Data analysis was conducted using IBM SPSS Statistics 25.0. Categorical variables were described using percentages (%), and continuous variables were represented by either Mean (SD) or Median (IQR), based on conformity with normal distribution. Comparisons between groups were made using Chi-square tests, independent samples t-tests, or Mann–Whitney U tests. The outcome, CGI-I positive or negative response, was utilized as the dependent variable, with 0 for a positive response and 1 for a negative response. Logistic regression analyses were employed to assess factors associated with ineffectiveness in ECT treatment for adolescents with severe depressive episode and suicidal behavior, calculating Odds Ratios (OR) and 95% Confidence Intervals (95% CI). Due to the absence of equivalent dose conversion formulas for duloxetine and vortioxetine, their missing values were imputed using the median fluoxetine equivalent dose.

Various models were applied:

The unadjusted model assessed four variables concerning ECT treatment and days hospitalized.

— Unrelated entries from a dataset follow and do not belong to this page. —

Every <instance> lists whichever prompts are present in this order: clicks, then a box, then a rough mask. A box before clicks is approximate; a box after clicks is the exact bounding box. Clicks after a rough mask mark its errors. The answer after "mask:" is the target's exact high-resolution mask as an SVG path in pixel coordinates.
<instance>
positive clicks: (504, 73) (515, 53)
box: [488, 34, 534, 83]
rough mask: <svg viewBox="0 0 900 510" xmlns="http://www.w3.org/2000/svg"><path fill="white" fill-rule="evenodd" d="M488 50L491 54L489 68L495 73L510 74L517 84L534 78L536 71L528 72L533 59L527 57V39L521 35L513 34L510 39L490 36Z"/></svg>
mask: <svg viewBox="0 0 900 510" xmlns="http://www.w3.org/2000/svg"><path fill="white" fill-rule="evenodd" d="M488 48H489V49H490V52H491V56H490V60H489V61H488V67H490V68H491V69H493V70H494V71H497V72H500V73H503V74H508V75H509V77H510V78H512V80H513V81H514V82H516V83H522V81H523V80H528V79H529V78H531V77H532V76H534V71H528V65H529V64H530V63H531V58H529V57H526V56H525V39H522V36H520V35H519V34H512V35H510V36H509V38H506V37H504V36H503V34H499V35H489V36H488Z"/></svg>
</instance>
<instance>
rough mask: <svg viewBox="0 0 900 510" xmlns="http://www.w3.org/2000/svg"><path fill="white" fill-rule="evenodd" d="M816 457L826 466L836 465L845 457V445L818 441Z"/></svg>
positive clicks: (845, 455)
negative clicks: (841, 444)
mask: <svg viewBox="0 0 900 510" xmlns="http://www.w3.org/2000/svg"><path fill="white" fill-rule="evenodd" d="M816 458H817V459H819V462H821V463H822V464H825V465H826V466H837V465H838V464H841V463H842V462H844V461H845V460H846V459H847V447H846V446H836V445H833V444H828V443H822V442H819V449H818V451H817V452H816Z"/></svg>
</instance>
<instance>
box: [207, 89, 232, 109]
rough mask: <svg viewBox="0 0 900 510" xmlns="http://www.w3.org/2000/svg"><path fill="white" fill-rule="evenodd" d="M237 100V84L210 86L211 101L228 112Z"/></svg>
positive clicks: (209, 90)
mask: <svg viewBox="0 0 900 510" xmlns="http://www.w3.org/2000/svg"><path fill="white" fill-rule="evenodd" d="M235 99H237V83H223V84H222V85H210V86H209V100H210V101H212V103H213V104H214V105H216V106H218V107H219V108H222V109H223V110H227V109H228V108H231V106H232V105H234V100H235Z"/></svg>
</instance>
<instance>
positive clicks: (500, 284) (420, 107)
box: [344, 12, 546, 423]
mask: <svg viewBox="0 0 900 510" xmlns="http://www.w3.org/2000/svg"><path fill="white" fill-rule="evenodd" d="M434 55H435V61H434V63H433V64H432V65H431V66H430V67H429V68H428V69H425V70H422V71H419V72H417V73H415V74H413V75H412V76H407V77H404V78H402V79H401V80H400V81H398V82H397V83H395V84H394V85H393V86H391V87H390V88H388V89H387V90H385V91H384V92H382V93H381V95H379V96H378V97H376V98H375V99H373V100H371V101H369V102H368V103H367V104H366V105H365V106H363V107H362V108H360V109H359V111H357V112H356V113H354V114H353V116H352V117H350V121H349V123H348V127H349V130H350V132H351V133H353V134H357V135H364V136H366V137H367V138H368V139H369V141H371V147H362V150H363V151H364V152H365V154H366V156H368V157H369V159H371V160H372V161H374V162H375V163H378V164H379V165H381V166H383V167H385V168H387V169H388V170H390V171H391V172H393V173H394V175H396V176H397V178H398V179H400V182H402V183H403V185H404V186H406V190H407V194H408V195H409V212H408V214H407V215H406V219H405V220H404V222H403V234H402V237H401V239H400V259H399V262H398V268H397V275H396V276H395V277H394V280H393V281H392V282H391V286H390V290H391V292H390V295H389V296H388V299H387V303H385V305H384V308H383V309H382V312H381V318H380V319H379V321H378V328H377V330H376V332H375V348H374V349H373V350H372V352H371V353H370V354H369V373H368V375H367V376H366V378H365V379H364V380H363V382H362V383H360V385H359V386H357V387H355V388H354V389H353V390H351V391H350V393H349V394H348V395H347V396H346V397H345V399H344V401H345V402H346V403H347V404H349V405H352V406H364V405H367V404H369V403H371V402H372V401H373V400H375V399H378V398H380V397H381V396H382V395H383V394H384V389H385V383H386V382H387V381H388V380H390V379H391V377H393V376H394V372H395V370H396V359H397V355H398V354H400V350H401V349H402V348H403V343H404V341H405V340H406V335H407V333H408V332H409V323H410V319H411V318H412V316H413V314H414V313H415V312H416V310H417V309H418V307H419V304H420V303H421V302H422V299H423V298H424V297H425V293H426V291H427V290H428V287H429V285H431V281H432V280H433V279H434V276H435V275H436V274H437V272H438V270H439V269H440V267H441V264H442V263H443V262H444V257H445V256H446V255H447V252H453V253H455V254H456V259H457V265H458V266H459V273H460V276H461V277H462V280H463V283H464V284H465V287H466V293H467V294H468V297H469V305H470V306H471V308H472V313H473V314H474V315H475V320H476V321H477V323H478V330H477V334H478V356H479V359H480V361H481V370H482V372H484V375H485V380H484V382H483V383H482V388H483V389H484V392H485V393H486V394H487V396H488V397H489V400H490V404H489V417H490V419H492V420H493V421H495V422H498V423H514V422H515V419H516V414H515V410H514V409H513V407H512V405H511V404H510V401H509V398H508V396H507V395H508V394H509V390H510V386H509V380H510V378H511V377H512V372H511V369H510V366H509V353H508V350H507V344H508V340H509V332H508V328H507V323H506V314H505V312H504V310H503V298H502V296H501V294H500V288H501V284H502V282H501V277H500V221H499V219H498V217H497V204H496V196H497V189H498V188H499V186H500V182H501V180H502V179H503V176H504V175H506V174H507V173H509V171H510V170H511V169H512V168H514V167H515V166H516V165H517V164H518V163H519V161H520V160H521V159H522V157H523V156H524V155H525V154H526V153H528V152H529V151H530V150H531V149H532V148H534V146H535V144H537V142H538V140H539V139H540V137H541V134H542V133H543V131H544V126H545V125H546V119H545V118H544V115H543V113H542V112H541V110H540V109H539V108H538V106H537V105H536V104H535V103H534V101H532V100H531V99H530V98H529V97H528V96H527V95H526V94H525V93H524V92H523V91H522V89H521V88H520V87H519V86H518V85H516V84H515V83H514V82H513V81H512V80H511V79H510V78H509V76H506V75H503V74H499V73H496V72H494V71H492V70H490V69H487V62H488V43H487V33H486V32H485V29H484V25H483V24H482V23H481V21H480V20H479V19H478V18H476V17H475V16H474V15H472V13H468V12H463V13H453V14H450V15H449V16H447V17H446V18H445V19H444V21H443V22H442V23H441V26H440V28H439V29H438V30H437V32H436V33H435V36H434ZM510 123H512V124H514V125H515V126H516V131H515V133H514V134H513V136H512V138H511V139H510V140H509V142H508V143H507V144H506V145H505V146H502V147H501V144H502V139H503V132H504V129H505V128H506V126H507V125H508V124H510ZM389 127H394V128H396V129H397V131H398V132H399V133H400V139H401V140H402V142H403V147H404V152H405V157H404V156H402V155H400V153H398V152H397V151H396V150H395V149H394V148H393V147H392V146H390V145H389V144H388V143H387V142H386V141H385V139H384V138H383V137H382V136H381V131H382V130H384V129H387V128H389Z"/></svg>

Model 1 evaluated ECT treatment and demographic factors, excluding severe side effects of ECT, and days hospitalized, and included 6 variables.

Model 2 added disease variables to Model 1, excluding the same variables as in Model 1, involving 14 variables.

Model 3 combined Models 1 and 2 with medication treatment variables, excluding mood stabilizers and those omitted in Models 1 and 2, included 20 variables.

All models classified ECT sessions instances in intervals of 4 as ordinal rank variables and encoded them as nominal categorical dummy variables to specifically study their correlation with the dependent variable (details in Table 3). Subgroup analysis divided age at the median into a dichotomous variable, and in conjunction with gender, partitioned the data into four distinct stratified subsets. Each subset was analyzed according to Model 3’s parameters to validate the result stability. Statistical findings were deemed significant with P < 0.05 (2-tailed). Regarding omitted variables, days hospitalized and severe side effects of ECT may act as mediating variables, potentially influenced by ECT sessions.